Ponad 60 tys. zł straciła mieszkanka Suwałk (Podlaskie), która za namową rzekomego pracownika jej banku zainstalowała w telefonie aplikację do zdalnej obsługi, w ten sposób dając oszustom dostęp do konta. Ci na jej dane zawarli dwie umowy kredytowe. Policja po raz kolejny przypomina o oszustwach na tzw. zdalny pulpit i apeluje o rozsądne decyzje dotyczące finansów.

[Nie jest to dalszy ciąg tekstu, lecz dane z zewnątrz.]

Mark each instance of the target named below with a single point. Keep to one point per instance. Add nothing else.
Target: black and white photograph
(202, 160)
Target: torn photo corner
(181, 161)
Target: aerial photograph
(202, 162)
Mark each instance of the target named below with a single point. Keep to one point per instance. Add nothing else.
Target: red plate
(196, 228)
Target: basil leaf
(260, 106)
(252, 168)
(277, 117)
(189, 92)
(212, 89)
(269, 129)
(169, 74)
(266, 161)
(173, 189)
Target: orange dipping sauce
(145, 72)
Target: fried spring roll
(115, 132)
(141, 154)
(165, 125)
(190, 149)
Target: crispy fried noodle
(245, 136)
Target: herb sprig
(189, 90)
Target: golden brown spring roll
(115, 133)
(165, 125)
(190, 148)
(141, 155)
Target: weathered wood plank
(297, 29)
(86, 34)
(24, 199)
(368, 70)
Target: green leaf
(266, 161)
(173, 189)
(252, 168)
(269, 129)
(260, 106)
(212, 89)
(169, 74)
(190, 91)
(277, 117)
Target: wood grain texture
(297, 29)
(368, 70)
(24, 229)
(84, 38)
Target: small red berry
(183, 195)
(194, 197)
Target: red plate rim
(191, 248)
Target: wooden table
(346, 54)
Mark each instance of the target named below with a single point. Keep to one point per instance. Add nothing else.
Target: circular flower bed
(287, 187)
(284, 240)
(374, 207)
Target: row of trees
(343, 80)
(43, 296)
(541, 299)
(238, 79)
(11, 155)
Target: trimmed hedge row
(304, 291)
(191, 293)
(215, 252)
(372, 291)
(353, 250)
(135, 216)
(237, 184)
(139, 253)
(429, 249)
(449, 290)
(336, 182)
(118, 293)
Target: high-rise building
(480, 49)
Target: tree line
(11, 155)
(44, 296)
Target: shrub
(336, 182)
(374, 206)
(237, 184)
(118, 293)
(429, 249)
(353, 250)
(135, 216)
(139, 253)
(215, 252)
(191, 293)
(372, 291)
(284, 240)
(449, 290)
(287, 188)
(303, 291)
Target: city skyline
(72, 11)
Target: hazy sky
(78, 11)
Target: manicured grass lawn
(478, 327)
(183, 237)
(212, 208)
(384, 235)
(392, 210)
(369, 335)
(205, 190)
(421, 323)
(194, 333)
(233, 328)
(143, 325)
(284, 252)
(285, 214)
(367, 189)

Jak poinformował w poniedziałek zespół prasowy podlaskiej policji, 24-latka uwierzyła, że dzwoni do niej pracownik banku z informacją, iż miała miejsce próba nielegalnego przelewu z jej konta na rachunek osoby, którą od dłuższego czasu bank rzekomo próbuje namierzyć.
Uwierzyła też, że na jej koncie widnieją trzy wnioski o kredyt, których nie składała, a do pełnego bezpieczeństwa konta potrzebna jest instalacja w telefonie aplikacji do zdalnej obsługi. Za namową rzekomego specjalisty z departamentu bezpieczeństwa banku (to druga osoba, która z nią rozmawiała) dokonała instalacji i zalogowała się na swoje konto. Oszuści, wykorzystując te dane, zawarli dwie umowy kredytowe na łączną kwotę ponad 60 tys. zł.

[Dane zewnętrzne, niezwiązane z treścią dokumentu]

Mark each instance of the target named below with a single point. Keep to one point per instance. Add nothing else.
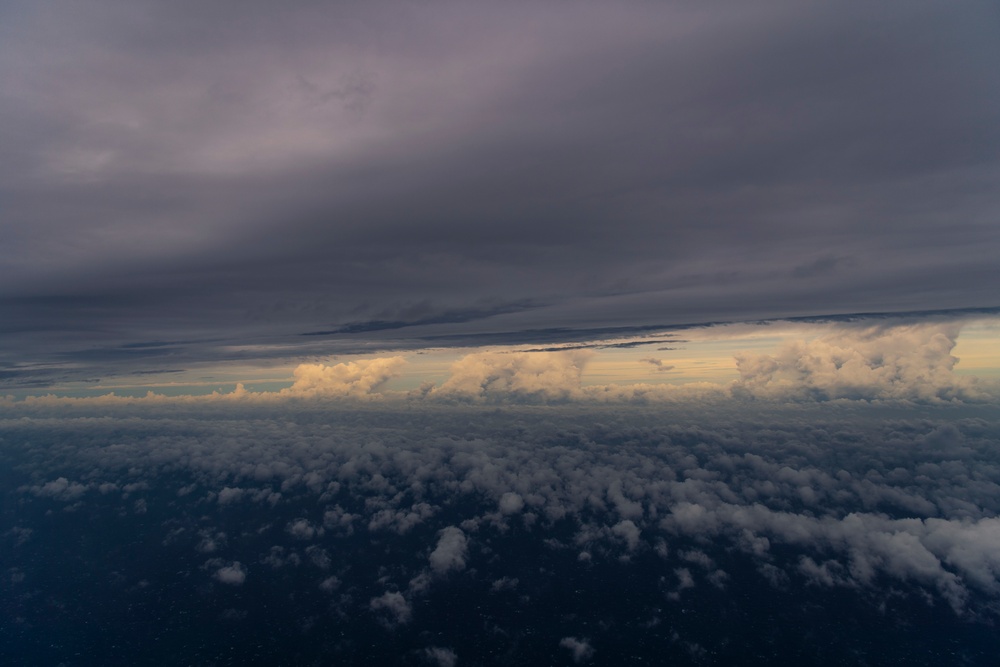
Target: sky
(465, 333)
(188, 186)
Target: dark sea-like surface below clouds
(306, 534)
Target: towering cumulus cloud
(517, 375)
(912, 362)
(353, 379)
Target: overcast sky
(216, 176)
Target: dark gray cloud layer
(635, 532)
(249, 173)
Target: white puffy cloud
(848, 494)
(909, 362)
(527, 376)
(351, 379)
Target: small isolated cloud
(657, 364)
(511, 503)
(60, 489)
(233, 574)
(301, 529)
(580, 649)
(450, 552)
(442, 657)
(528, 376)
(393, 608)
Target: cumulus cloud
(393, 608)
(442, 657)
(910, 362)
(233, 574)
(657, 364)
(837, 494)
(350, 379)
(538, 376)
(60, 489)
(580, 649)
(450, 552)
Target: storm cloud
(223, 179)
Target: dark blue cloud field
(742, 533)
(499, 333)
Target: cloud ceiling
(242, 174)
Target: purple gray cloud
(181, 178)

Jak sprawdzić, czy ktoś wziął na mnie kredyt lub pożyczkę?
Wyciek danych lub utrata dokumentu może spowodować, że wrażliwe informacje o nas trafią w niepowołane ręce. Oszuści mogą wykorzystać je do zaciągnięcia zobowiązania w naszym imieniu. Przypominamy, jak sprawdzić, czy nie padliśmy ofiarą kradzieży tożsamości.
Policja przyznaje, że w województwie podlaskim przybywa oszustw metodą na tzw. zdalny pulpit. Często chodzi o skorzystanie z usług szybkiego pomnażania oszczędności, np. dzięki inwestycjom w kryptowaluty. Gdy zainteresowany ma problemy techniczne, zgłasza się do niego rzekomy konsultant. Wspiera taką osobę przez tzw. zdalny pulpit i często – dosłownie na oczach poszkodowanego – czyści jego konto z oszczędności bądź zaciąga ekspresowe pożyczki.

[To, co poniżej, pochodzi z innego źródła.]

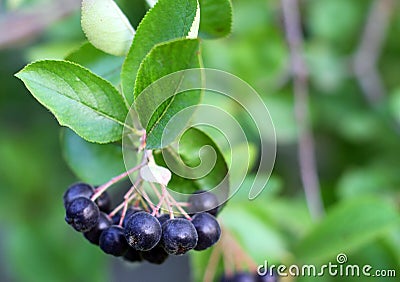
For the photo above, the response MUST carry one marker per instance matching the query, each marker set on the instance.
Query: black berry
(179, 236)
(104, 202)
(131, 210)
(142, 231)
(163, 218)
(157, 255)
(268, 277)
(112, 241)
(132, 255)
(243, 277)
(208, 230)
(82, 214)
(203, 201)
(93, 235)
(77, 190)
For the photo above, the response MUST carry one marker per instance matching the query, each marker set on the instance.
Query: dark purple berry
(208, 230)
(104, 202)
(203, 201)
(132, 255)
(112, 241)
(178, 236)
(82, 214)
(142, 231)
(131, 210)
(226, 279)
(77, 190)
(93, 235)
(268, 277)
(157, 255)
(163, 218)
(243, 277)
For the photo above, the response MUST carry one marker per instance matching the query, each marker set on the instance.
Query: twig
(212, 264)
(308, 167)
(369, 50)
(100, 190)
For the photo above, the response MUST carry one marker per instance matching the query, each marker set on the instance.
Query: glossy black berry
(163, 218)
(208, 230)
(268, 277)
(77, 190)
(225, 279)
(157, 255)
(93, 235)
(82, 214)
(179, 236)
(104, 202)
(142, 231)
(131, 210)
(243, 277)
(203, 201)
(132, 255)
(112, 241)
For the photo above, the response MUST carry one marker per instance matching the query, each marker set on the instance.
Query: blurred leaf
(322, 13)
(347, 227)
(161, 61)
(327, 69)
(215, 18)
(165, 21)
(51, 51)
(106, 26)
(100, 63)
(395, 105)
(280, 108)
(199, 262)
(79, 99)
(368, 180)
(256, 235)
(92, 163)
(194, 153)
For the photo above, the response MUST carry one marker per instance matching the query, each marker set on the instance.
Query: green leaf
(92, 163)
(106, 26)
(193, 156)
(155, 113)
(79, 99)
(349, 226)
(199, 262)
(167, 20)
(215, 18)
(102, 64)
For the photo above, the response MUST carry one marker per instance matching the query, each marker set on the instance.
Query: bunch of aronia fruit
(249, 277)
(140, 234)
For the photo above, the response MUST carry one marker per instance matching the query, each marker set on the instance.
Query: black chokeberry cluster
(250, 277)
(141, 236)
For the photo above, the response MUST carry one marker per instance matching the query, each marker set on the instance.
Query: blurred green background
(355, 118)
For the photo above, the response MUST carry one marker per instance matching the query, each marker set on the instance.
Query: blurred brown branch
(23, 25)
(369, 50)
(307, 160)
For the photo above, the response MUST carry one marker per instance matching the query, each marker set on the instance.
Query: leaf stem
(101, 189)
(306, 150)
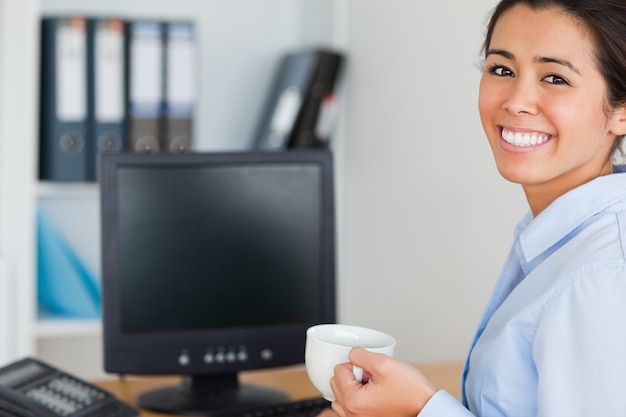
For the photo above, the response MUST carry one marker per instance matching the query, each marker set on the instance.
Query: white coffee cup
(328, 345)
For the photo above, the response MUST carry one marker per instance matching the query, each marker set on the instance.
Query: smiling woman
(543, 104)
(552, 338)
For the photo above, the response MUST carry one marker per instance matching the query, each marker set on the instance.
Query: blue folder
(65, 285)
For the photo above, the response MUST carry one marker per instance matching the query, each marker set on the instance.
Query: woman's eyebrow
(501, 52)
(541, 59)
(564, 62)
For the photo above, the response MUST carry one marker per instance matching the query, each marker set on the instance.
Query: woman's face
(542, 102)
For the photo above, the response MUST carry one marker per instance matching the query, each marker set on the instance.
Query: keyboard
(299, 408)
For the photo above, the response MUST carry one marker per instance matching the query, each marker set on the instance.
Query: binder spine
(106, 88)
(63, 99)
(144, 85)
(179, 84)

Szacunki podlaskiej policji mówiły o kwocie pół miliona złotych, którą poszkodowani z tego regionu stracili tylko w styczniu. Potem jednak te kwoty zaczęły szybko rosnąć. Np. w lutym zanotowano przypadek oszustwa, w którym 300 tys. zł stracił mieszkaniec Białegostoku. Pieniądze z rachunku zniknęły właśnie po instalacji oprogramowania rzekomo potrzebnego do obsługi rachunku kryptowalut.
Dlatego policja radzi, aby kierować się rozsądkiem przy transakcjach finansowych, z rezerwą podchodzić np. do ofert bardzo atrakcyjnych inwestycji i nie przekazywać nikomu żadnych danych związanych z internetową obsługą kont bankowych.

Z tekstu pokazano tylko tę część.